STANDARD: Wissenschaft entstand Ihrer früheren Definition nach durch Wissen, das nicht primär anwendungsbezogen war. In den vergangenen Jahrhunderten hat sich das aber doch wieder massiv geändert?

Renn: Ja, die Wissenschaft spielt seit der industriellen Revolution eine zunehmend wichtige Rolle für die Ökonomie und Organisation moderner Gesellschaften. Dennoch kann man Wissenschaft nicht einfach planen.

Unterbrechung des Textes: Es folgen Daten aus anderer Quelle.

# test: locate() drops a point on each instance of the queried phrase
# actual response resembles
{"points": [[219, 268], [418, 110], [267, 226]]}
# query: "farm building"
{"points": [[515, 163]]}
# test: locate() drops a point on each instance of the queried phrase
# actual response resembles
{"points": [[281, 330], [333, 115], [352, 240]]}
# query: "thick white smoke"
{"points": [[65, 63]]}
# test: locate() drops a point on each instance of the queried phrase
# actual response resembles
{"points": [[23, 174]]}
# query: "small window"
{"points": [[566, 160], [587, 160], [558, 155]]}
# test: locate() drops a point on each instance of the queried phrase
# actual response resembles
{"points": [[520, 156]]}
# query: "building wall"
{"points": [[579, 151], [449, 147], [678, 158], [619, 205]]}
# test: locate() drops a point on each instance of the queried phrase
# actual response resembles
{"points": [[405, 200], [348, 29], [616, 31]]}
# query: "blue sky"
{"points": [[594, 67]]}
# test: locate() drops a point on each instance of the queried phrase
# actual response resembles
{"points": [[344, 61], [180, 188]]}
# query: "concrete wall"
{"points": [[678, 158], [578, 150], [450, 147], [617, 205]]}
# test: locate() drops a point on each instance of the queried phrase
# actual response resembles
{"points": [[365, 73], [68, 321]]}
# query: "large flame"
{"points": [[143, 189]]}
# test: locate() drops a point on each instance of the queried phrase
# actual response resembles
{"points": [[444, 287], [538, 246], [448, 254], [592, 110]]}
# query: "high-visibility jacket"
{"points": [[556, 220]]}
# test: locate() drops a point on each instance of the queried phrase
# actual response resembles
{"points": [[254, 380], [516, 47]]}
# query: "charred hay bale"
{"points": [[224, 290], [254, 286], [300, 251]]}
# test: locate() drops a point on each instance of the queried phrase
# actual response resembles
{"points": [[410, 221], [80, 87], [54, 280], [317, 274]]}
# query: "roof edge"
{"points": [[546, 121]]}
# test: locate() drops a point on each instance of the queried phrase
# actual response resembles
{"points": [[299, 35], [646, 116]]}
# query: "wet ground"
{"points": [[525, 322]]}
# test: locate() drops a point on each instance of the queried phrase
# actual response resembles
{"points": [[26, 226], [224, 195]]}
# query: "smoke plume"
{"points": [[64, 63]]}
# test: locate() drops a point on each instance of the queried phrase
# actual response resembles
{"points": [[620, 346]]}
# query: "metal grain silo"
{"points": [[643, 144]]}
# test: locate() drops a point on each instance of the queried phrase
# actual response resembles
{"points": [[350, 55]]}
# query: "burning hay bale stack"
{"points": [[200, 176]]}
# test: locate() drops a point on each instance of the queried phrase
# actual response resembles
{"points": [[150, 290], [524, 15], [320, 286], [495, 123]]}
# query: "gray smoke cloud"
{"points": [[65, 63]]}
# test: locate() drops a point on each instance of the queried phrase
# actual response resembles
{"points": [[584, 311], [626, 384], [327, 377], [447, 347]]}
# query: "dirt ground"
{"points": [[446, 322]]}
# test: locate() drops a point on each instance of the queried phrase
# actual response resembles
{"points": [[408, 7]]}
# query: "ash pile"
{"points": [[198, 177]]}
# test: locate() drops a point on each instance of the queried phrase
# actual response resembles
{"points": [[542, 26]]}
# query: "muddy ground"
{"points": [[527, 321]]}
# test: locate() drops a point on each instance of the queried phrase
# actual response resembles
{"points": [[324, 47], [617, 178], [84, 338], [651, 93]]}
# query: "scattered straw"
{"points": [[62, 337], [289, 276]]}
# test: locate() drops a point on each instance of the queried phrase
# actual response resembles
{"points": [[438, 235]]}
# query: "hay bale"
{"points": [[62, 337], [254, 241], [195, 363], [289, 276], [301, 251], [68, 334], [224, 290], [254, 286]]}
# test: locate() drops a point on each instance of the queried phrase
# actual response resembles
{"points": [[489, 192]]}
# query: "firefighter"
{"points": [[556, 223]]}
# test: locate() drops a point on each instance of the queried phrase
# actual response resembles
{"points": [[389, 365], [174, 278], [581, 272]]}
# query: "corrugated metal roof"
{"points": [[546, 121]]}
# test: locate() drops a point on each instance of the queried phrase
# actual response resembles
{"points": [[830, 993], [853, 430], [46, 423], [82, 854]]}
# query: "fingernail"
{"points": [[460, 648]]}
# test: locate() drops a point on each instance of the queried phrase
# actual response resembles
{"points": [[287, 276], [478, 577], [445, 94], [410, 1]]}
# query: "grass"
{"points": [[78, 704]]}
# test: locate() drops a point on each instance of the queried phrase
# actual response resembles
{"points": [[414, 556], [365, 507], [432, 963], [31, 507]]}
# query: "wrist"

Die zweckfreie Auslotung von Erkenntnismöglichkeiten in der Grundlagenforschung bleibt eine entscheidende Voraussetzung für wirkliche Innovationen.  Dafür müssen auch gesellschaftliche Freiräume geschaffen werden. Und dazu gehört auch, die bewährten Grundlagen und Strukturen von Wissen selbst immer wieder in Frage zu stellen. Das haben uns revolutionäre Denker wie Einstein vorgemacht. Zu diesen bewährten Strukturen gehört auch die Kanonisierung des wissenschaftlichen Wissens in der Form von Disziplinen seit dem 18. Jahrhundert, die wiederum entscheidend für die Globalisierung der Wissenschaft wurde.

STANDARD: Wie meinen Sie das?

Renn: Durch die Disziplinen sind institutionelle und intellektuelle "Packungen" oder "mobile Einheiten" von Wissenschaft entstanden, die sich für die Weitergabe des Wissens sehr bewährt haben und sogar zu einem Exportschlager wurden. Sieht man sich heute Universitäten weltweit an, so haben die meist sehr ähnliche Strukturen: nach Disziplinen organisierte Institute und Fakultäten, die es in dieser Form fast überall auf der Welt gibt. Aber es gibt auch Nachteile, denn Probleme, die nicht in den Kompetenzbereich einer Disziplin fallen oder Kontexte, die systematisch ausgeblendet werden, sind nur schwer wieder in den Blick zu nehmen.

STANDARD: Was wäre also zu tun? Die Disziplinen wieder auflösen?

Renn: Nun, man sollte sich zumindest darüber klar werden, dass auch die Disziplinen historische Gebilde sind und nicht einfach eine Ordnung der Natur widerspiegeln. Und ihre Entstehung war bedingt durch bestimmte Medien und Repräsentationsformen des Wissens wie Lehrbücher und Zeitschriften. Durch das Internet gibt es heute neue Möglichkeiten, Wissensstrukturen zu schaffen und Wissen miteinander zu vernetzen. Das könnte auch Folgen für die soziale Organisation der Wissenschaft haben. Die Forderung nach offenem Zugang zu wissenschaftlichem Wissen ("Open Access") läuft ja darauf hinaus, hier einmal die Tür zu öffnen, statt einfach alte Strukturen in ein neues Medium zu übertragen. So könnten Möglichkeiten entstehen, in ganz neuen Modellen zu denken, die stärker an Problemen orientiert sind und um die herum das Wissen neu und flexibel angeordnet werden kann.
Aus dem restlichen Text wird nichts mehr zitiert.